Egyptian State Lawsuits Authority

Agency overview
- Formed: 1875
- Jurisdiction: Ministry of Justice, Arab Republic of Egypt
- Agency executive: Councilor Hussein Abdo Khalil;
- Parent department: Public Administration Sector Gameat Al Dewal Al Arabeya Street, Mohandessin, Giza
- Website: Official website of State Lawsuits Authority

= Egyptian State Lawsuits Authority =

The Egyptian State Lawsuits Authority is an Egyptian judicial institution. It was established in 1874 prior to the establishment of the Egyptian national courts in 1883. It represents the interests of the state in a variety of areas before national and international courts and arbitral tribunals. The Egyptian State Lawsuits Authority is legally mandated to proceed to plead on behalf of the state without needing the state's request or permission. Its stated aim is to defend public funds and the interests of the Egyptian people.

==Structure==
The Egyptian State Lawsuits Authority is divided into several departments, each of which is competent to represent the state before a specified kind of court with respect to jurisdiction. All the departments are headed by their respective vice presidents, although the Department of Foreign Disputes is always headed by the president of the Authority.
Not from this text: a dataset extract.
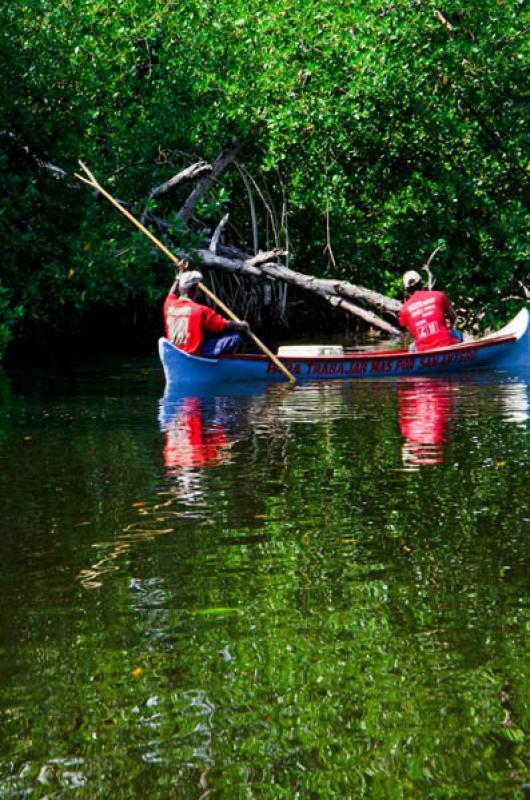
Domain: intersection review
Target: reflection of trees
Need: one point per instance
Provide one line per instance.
(337, 627)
==Department of Foreign Disputes==
The members of the Department of Foreign Disputes are in charge of representing the Arab Republic of Egypt before the International Court of Justice (ICJ), International Centre for Settlement of Investment Disputes (ICSID), Cairo Regional Centre for International Commercial Arbitration (CRCICA), International Chamber of Commerce in Paris (ICC) and any other international arbitral or judicial panel for the settlement of International Disputes where Egypt is a party thereto. The current State Solicitor Asser Harb is primarily known for his eminent international legal practice within the Department of Foreign Disputes.